RT-PCR amplification of Gene fragments of interest
And designing a specific primer of a candidate gene DoBBS8 according to the information of the dendrobium candidum transcriptome, and performing PCR amplification by using KOD DNA Polymerase to obtain the full length of the DoBBS8 gene. And (3) recovering PCR products (target gene fragments) by glue, connecting the PCR products to a pEASY-blue vector, transforming Trans1-T1 competent cells, carrying out blue white spot screening and colony PCR screening, and sequencing positive clone shaking bacteria to confirm sequence information of candidate genes.
PCR reaction System:
pcr cycle:
1) 94 ℃ for 2min; 2) 10sec at 98 ℃; 3) 58 ℃ for 30sec; 4) 68 ℃ for 1min; 5) Cycling for 35 times 2-4 times; 6) 68 ℃ for 10min; 7) Maintained at 10 ℃.
Example 2: construction of pCDFDuet-1-DoBBS8 recombinant expression vector
The pCDFDuet-1 has 2 multiple cloning sites, and EcoRV restriction sites positioned at the second multiple cloning site are selected for single restriction to obtain a linear vector of the pCDFDuet-1; meanwhile, primers containing homologous arms of the vector are designed according to the gene sequences at two sides of the pCDFDuet-1-EcoRV locus of the expression vector, and homologous arms are respectively introduced at two sides of the target gene DoBBS8 by a PCR technology (the specific method is the same as that of example 1), and the PCR product is recovered by glue. The connection of the target gene and the linearized pCDFDuet-1 vector is realized by utilizing homologous recombination, trans1-T1 competent cells are transformed, colony PCR screening is carried out, positive cloning is carried out, sequencing is carried out, sequence information of candidate genes is confirmed, and a transformant with correct sequence is obtained by extracting plasmids to obtain recombinant plasmid pCDFDuet-1-DoBBS8.

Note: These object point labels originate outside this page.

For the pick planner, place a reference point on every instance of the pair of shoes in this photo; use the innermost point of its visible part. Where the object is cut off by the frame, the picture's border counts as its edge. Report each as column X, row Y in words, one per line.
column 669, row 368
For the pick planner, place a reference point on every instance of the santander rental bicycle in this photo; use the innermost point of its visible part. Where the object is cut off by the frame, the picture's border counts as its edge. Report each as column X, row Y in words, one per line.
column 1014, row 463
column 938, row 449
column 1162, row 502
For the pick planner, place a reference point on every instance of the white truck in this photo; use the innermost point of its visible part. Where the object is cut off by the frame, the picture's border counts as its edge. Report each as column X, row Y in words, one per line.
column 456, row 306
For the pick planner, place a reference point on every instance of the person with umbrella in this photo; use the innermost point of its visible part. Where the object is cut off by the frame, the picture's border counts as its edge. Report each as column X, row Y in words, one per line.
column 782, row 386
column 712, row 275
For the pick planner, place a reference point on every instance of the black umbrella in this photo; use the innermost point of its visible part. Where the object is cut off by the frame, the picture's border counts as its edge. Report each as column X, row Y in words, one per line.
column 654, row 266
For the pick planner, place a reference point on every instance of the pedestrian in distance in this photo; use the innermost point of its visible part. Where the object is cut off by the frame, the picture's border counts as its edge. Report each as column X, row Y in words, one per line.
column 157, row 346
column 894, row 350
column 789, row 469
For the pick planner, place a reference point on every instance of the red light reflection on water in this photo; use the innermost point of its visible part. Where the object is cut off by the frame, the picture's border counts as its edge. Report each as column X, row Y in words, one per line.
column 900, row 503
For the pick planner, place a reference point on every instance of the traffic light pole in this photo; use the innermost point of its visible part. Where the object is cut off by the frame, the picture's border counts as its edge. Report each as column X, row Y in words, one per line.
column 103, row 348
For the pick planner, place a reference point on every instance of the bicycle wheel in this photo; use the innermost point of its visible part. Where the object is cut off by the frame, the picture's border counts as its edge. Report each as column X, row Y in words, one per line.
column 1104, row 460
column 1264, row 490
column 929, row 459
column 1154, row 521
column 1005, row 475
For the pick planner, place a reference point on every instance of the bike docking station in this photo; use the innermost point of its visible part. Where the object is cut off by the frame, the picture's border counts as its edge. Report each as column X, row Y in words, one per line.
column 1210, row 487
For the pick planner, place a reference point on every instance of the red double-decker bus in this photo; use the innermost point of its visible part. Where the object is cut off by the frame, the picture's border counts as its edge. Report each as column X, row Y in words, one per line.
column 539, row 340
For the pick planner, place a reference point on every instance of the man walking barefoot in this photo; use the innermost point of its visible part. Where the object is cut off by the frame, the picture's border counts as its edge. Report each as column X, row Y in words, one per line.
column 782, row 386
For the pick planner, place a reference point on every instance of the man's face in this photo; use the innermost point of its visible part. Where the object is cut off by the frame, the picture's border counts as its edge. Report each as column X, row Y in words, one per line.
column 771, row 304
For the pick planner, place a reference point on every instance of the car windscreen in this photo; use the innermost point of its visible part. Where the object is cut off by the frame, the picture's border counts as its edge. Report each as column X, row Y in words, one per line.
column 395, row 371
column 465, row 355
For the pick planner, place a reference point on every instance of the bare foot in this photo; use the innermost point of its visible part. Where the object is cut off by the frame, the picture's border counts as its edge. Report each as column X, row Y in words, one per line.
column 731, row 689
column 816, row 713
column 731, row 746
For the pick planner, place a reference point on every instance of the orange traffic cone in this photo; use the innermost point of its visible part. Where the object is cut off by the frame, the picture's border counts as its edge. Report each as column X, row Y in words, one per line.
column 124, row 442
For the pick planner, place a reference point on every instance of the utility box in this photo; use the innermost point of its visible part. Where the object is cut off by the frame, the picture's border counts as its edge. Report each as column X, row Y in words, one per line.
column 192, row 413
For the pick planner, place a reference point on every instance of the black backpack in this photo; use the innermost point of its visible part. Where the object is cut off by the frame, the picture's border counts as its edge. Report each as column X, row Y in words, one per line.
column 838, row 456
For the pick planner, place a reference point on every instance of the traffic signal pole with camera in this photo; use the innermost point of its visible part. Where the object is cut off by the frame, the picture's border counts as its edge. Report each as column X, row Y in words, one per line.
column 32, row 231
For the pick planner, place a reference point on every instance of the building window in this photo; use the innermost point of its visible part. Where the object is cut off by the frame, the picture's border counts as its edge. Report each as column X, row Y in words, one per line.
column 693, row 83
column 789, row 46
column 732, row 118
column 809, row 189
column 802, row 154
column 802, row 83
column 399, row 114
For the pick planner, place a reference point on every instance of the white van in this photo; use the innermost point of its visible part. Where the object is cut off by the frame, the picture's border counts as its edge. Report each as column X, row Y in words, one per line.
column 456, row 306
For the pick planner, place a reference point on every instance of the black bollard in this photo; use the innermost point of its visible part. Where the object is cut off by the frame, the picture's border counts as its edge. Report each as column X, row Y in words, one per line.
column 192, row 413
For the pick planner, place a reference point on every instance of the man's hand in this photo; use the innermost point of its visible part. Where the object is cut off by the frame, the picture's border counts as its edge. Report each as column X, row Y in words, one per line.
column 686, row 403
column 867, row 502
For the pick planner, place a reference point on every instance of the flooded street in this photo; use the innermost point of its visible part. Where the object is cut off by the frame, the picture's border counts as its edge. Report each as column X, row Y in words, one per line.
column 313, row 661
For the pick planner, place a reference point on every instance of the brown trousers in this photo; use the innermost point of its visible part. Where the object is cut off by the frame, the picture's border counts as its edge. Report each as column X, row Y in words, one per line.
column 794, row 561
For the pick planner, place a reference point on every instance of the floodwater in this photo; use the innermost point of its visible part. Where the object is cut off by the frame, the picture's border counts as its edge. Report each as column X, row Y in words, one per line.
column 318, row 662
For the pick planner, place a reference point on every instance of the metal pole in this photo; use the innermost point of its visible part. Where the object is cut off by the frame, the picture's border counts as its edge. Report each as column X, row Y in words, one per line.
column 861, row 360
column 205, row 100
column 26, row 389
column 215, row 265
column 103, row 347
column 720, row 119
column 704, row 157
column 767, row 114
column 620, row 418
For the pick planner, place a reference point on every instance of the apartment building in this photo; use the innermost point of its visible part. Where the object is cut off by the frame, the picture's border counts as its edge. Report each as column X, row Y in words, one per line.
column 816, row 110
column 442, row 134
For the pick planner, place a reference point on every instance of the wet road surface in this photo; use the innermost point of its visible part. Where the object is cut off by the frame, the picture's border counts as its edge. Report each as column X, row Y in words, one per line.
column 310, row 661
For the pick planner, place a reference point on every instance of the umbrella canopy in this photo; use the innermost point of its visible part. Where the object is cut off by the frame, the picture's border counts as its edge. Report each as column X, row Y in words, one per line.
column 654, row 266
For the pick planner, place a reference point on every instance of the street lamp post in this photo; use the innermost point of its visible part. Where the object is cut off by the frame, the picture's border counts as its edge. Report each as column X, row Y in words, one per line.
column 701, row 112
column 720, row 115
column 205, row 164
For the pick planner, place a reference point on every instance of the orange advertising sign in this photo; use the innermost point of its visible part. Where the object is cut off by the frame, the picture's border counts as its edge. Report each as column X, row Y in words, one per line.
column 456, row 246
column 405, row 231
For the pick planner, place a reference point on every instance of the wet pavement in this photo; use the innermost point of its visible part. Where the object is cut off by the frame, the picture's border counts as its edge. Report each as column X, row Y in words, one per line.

Example 3: construction of pETDuet-1-MatB-MatC recombinant expression vector
Similarly, pETDuet-1 has 2 multiple cloning sites, firstly selecting EcoRV restriction sites positioned at the second multiple cloning site for single restriction to obtain a linear vector of pETDuet-1; meanwhile, target genes MatB (AAP 03025) and MatC (KF 765784.1) are obtained by amplifying the template plasmids respectively, primers containing homologous arms of the vector are designed according to gene sequences at two sides of the pCDFDuet-1-EcoRV locus of the expression vector, and the homologous arms are introduced at two sides of the target gene MatC respectively through a PCR technology (the specific method is the same as that of example 1), and the PCR products are recovered through glue. The connection of the target gene and the linearized pETDuet-1 vector is realized by utilizing homologous recombination, trans1-T1 competent cells are transformed, colony PCR screening is carried out, positive cloning is carried out, sequencing is carried out, sequence information of candidate genes is confirmed, and a transformant with correct sequence is obtained by extracting plasmids to obtain recombinant plasmid pETDuet-1-MatC. On the basis of recombinant plasmid pETDuet-1-MatC, selecting a Not1 restriction enzyme cutting site of a first multiple cloning site for single restriction enzyme cutting to obtain a linearization vector pETDuet-1-MatC; according to the gene sequence at two sides of the expression vector pETDuet-1-NotI locus, designing a primer containing a vector homology arm, respectively introducing homology arms at two sides of the target gene MatB by a PCR technology (the specific method is the same as that of the example 1), and recovering a PCR product by glue. The connection of the target gene and the linearized pETDuet-1 vector is realized by utilizing homologous recombination, trans-1-T1 competent cells are transformed, colony PCR screening is carried out, positive cloning is carried out, sequencing is carried out, sequence information of candidate genes is confirmed, and a transformant with correct sequence is obtained by extracting plasmids to obtain recombinant plasmids pETDuet-1-MatB-MatC.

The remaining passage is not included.